Cara Mengatasi Webmail cPanel Tidak Bisa Menerima Email

Dari 2 penyebab mungkin hanya salah satu saja yang menjadi pemicunya. Namun, lebih baiknya periksa semua hal yang beraitan dengan konfigurasi Webmail di cPanel. Utamanya cek bagian yang saya sebutkan tadi.

Konfigurasi Routing Email

Pastikan konfigurasi pada bagian ini sesuai dengan kebutuhan kita. Umumnya pada opsi pengaturan routing email ada 4 :
  1. Deteksi Otomatis
  2. Local Mail Exchanger
  3. Backup Mail Exchanger
  4. Remote Mail Exchanger 
Masing-masing dari 4 opsi tersebut memliki fungsi khususnya

Deteksi Otomatis
Pada opsi ini sistem akan mengidentifikasi konfigurasi yang dibutuhkan. Namun saya sarankan jangan gunakan opsi ini jika menggunakan beberapa domain sekaligus untuk webmail karena jika prioritas domain lebih rendah maka email akan dirouting ke domain tersebut. Sedangkan domain lainnya tidak bisa menerima email.
Pada opsi ini juga akan gagal jika Record Mail Exchange (MX) yang dikonfigurasi tidak benar atau belum ada, maka deteksi otomatis tidak akan terjadi dan Webmail menjadi bermsalah.

Local Mail Exchanger
Secara default mungkin pihak hosting akan memilih opsi ini. Pada opsi ini server akan selalu menerima email dan akan mengirimkan email ke kotak surat lokal pada Webmail.

Backup Mail Exchanger
Saya belum begitu paham dengan opsi ini, namun inti yang saya dapatkan adalah opsi ini digunakan untuk menampung email dan nantinya akan diteruskan ke mail exchanger(MX Record) lain yang aktif.

Remote Mail Exchanger
Untuk opsi ini jika kita pilih maka server tidak akan menerima email untuk domain yang dipilih. Sistem akan melanjutkannya ke mail exchanger bernomor paling rendah.
Dari semua opsi diatas opsi yang paling tepat untuk dipilih jika kita hanya memiliki 1 domain di cPanel adalah opsi Local Mail Exchanger. Namun jika masih gagal bisa dicoba opsi Deteksi Otomatis.

Konfigurasi MX Records

Pada cPanel terbaru saat ini pada bagian Routing Email akan langsuung disuguhkan peringatan mengenai MX Records yang harus dikonfigurasi. Wajar saja karena semua opsi yang saya jelaskan diatas tadi semuanya bergantung pada Mail Exchanger atau MX Records.

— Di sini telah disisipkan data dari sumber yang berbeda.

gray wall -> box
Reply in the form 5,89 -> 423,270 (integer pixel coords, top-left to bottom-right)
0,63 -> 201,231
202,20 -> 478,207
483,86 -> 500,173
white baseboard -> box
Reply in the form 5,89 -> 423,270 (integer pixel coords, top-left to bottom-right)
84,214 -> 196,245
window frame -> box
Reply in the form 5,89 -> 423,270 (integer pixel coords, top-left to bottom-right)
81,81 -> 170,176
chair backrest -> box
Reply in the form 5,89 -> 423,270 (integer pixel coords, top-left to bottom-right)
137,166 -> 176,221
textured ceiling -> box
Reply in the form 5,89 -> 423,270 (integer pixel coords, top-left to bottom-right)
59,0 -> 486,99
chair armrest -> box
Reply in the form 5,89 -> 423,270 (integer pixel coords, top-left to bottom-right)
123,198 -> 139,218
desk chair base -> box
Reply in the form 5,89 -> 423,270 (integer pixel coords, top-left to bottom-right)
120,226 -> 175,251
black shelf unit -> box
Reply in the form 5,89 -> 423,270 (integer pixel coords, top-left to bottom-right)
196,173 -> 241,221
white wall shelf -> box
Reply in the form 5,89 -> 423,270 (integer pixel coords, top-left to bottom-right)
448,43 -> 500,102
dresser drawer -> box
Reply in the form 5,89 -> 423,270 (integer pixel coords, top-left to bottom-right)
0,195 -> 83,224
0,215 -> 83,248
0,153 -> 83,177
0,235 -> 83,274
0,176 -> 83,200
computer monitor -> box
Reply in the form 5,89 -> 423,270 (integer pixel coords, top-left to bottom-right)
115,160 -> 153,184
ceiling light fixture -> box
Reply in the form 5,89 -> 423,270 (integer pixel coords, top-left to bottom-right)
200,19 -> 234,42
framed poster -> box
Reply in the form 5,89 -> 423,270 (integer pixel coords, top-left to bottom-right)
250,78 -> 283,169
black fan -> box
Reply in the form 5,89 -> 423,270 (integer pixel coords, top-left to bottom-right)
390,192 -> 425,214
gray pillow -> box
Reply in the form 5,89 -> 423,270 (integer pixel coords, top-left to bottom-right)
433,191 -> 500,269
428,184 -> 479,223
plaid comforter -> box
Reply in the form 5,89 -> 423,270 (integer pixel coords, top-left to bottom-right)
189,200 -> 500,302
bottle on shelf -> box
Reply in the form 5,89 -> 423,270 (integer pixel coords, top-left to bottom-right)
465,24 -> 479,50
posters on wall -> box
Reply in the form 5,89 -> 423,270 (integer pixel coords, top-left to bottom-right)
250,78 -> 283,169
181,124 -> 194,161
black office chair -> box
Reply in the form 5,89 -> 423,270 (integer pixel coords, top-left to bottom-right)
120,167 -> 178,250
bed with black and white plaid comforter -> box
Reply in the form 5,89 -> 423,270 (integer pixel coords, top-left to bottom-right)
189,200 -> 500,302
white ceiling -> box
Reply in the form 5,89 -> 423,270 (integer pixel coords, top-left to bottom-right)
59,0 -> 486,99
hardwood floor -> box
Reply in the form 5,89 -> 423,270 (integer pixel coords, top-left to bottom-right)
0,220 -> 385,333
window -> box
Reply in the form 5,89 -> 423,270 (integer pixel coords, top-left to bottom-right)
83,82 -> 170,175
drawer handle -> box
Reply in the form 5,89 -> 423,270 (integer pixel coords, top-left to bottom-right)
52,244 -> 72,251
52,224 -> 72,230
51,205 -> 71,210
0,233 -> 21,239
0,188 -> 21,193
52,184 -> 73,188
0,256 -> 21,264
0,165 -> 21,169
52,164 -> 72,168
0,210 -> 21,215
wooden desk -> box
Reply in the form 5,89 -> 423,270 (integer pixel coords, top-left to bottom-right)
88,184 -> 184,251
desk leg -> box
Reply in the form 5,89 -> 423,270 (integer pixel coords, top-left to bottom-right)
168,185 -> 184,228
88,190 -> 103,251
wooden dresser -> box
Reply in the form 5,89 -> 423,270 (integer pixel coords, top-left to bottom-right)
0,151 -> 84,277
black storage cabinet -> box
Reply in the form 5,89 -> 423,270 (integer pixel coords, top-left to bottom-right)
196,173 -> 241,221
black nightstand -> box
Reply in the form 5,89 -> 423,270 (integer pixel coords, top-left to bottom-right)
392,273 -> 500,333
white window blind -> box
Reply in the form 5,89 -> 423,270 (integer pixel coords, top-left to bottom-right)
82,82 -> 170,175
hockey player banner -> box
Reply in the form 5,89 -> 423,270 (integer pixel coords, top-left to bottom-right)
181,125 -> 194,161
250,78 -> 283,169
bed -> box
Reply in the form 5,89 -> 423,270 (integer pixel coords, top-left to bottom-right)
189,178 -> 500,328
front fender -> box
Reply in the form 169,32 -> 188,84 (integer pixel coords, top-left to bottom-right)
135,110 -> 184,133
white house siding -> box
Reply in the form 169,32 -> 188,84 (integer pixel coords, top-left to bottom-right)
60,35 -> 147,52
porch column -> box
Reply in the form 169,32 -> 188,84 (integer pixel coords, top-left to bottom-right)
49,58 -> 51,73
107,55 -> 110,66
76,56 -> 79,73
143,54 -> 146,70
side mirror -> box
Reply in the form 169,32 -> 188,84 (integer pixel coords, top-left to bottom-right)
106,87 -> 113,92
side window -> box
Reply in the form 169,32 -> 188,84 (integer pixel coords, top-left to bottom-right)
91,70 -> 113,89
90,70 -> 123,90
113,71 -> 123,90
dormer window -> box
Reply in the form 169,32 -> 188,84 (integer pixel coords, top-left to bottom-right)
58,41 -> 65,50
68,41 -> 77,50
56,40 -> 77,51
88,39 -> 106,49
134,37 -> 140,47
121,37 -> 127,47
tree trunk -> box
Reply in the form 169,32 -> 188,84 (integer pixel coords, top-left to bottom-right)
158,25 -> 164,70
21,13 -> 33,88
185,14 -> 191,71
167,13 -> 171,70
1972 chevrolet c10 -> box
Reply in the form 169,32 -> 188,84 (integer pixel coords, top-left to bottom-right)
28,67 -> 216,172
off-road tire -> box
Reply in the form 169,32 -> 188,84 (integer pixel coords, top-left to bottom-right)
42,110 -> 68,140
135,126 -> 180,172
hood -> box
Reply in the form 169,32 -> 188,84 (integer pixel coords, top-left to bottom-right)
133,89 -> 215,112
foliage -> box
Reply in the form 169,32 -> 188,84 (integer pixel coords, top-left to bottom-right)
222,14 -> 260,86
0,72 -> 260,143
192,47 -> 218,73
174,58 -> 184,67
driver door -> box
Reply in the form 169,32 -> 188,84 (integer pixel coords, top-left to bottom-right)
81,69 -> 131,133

Untuk memastikan apakah kita sudah mengkonfigurasi MX Records dapat dilihat di Zone Editor (DNS). 

Konfigurasi MX Records untuk Webmail

Jika sudah memiliki pengaturan MX Records maka akan tampil di Zone Editor DNS seperti gamabar diatas. Sedangkan jika belum memilikinya tinggal ditambahan saja seperti menambahkan CNAME. 

Menambah MX Records untuk Webmail


Untuk pengisiannya sendiri sesuaikan dengan prioritas domain.


Isikan Prioritas sesuai domain yang diutamakan jika terdapat lebih dari 1 domain. Sedangkan isi Tujuan dengan domain yang akan digunakan sebegai domain email aktif.

Nah itulah cara Mengatasi Webmail cPanel Tidak Bisa Menerima Email yang dapat saya jelaskan segaligus pengalaman yang terjadi di situs Gisa Craft yang saya kelola. Mungkin masih terdapat kekurangan dalam penjelasan yang saya berikan sehingga jika masih bingung bisa ditanyakan di kolom komentar. Semoga bermanfaat dan terimakasih.